Why do I feel like I need to defend my truth?
I decided to do a Google search on ‘defend your faith’. Wow! There before my eyes flashed a large portion of my evangelical Christian experience. All those courses! All those apologetics ministries offering downloads including “Over 12 hours of teaching in Defending your Faith.” I even found a blog titled, 65 Apologetics Questions Every Christian Parent Needs to Answer. I didn’t even check iTunes but I am guessing there are some podcasts on defending your faith.
In my early spiritual formation I was schooled in apologetics. We had answers to every question we might be asked. My husband and I founded a cult information service in Toronto. We could break down religious systems for you. I specialized in Eckankar. I used phrases like ‘esoteric gap’ routinely.
Of course, like most evangelical Christians reading this post, I immediately started thinking about a verse in the Bible I had committed to heart (our word for memorizing) ‘Aways be ready to give an answer to anyone who asks you to explain the hope you have’ (1 Peter 3:15). And because I am in the remaking phase of my faith I thought I would explore it. My spiritual director and I have discussed how one of my blocks in reconstructing my faith is how deeply I have internalized some of these things. In his words, “even though you don’t believe the same things any longer, you are still trying to do your faith the way you always have.”

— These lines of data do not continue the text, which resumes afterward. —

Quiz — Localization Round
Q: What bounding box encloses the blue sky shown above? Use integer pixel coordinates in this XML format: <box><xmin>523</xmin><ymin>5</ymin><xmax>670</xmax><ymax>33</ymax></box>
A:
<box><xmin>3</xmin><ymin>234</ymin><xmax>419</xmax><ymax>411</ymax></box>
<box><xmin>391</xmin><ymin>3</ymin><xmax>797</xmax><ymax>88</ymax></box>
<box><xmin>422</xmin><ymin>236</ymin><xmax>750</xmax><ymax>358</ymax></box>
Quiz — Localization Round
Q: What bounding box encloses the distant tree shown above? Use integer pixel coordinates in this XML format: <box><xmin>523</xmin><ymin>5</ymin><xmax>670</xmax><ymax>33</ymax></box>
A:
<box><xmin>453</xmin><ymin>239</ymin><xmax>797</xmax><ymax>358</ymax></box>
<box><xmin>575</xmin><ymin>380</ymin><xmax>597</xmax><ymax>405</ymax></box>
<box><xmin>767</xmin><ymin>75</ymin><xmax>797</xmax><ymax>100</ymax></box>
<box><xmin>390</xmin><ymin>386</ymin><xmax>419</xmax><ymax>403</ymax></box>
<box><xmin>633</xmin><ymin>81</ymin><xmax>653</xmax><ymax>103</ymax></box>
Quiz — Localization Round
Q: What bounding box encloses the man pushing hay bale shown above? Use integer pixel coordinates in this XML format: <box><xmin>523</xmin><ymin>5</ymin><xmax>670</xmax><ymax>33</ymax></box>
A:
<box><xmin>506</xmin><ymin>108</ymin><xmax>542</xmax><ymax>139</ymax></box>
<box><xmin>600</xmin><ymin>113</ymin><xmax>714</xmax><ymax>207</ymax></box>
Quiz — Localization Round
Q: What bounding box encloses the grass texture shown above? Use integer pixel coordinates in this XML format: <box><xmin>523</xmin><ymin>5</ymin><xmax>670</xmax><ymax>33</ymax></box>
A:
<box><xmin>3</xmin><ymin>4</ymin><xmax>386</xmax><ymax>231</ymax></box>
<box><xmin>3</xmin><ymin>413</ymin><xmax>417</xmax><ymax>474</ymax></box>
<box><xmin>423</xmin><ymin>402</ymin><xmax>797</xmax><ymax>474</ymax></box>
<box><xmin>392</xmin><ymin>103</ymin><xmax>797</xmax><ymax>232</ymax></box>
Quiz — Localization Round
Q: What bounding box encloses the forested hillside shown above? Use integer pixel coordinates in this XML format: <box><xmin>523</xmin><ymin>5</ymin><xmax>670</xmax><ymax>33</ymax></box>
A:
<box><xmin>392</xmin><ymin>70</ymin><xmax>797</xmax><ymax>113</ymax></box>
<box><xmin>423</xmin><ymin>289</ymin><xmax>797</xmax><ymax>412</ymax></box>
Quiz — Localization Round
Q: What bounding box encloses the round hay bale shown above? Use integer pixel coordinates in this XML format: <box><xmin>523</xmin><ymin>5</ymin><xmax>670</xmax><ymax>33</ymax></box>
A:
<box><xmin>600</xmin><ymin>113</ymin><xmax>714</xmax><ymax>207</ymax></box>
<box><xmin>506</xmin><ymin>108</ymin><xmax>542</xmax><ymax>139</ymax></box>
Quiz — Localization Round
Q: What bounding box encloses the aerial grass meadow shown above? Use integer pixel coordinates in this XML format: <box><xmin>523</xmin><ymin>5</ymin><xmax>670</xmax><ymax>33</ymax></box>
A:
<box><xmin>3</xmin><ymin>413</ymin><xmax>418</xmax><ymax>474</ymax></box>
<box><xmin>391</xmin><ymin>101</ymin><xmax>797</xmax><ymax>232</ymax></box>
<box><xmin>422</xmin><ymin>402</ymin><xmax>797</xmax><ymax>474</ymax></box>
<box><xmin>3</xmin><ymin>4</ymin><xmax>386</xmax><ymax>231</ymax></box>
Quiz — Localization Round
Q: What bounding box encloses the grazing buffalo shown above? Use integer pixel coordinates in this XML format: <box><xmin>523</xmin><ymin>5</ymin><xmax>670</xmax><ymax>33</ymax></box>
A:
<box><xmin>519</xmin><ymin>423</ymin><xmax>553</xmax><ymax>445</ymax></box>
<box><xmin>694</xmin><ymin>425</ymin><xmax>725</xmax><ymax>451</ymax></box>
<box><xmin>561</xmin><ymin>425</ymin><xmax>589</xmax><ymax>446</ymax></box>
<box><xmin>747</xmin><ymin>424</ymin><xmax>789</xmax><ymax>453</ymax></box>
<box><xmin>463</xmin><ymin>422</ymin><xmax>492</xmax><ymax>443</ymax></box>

I wonder if that verse actually meant having all the answers to all the questions people have concerning every possible facet of the Christian faith. I am not sure that is what the bible was teaching. I know that the word used here ‘ready to give an answer’ means an apologetic, a reasoned response. In our Western mind that means a rationale explanation. It means being able to scientifically, mathematically with complete accuracy defend our belief. I don’t know if that was what it meant.
Reading through different translations it seems that the intention of this verse was to focus on your own relationship with God. And if anyone asked you about the hope you have then gently with great respect explain it to them. I don’t think it means we have to be able to answer every question ever asked about the Christian faith.
Those questions are the journey of the person asking them. I’ve been trying to live in the questions instead of having all the answers. I want to live my truth and not defend it. And if I get questions, I’ll do my best to explain the hope I have as irrational as it may be.